Crédit photo : Stade Rogers par Kyy0602 (domaine public)
Live Nation prend une décision à enjeux élevés pour mettre fin au procès antitrust du gouvernement américain, affirmant que les procureurs n’ont réussi à produire aucune preuve.
Live Nation espère mettre un terme à l’affaire antitrust du ministère américain de la Justice avant qu’elle ne soit jugée.
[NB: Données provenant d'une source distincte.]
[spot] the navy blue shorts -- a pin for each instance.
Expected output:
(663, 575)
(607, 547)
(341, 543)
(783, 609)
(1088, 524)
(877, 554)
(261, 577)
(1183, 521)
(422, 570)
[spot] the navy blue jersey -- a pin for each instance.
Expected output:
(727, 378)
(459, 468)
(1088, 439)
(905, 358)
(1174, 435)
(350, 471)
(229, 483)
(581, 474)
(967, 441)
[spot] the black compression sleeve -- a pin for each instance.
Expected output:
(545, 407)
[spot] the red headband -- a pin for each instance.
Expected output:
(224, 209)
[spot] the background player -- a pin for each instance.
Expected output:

Dans le cadre de la dernière démarche en date, les avocats de Live Nation ont déposé un mémoire lundi 29 décembre, exhortant un juge fédéral à prononcer un jugement sommaire sur la base de leur affirmation selon laquelle le cas du gouvernement ne répond pas aux définitions critiques de la domination monopolistique.
Le cette décision intervient en réponse au DOJ et le dossier du 15 décembre d’une coalition de procureurs généraux d’État insistant sur le fait que les preuves de « monopoles imbriqués » sont suffisamment solides pour porter l’affaire devant un tribunal. Mais Live Nation a réitéré son affirmation selon laquelle le simple fait que le gouvernement n’aime pas le poids lourd du divertissement ne suffit pas à prouver un crime.
Pour que l’affaire puisse être jugée, le gouvernement doit prouver un « préjudice antitrust », ce qui établit que les dommages « réels » – tels que prix des billets élevésmoins de spectacles ou un service de moindre qualité ont eu lieu. Live Nation affirme qu’après des mois de découverte, le gouvernement n’a toujours aucune preuve et que les procureurs n’ont pas trouvé un seul lieu qui payait plus cher en raison du monopole de Ticketmaster.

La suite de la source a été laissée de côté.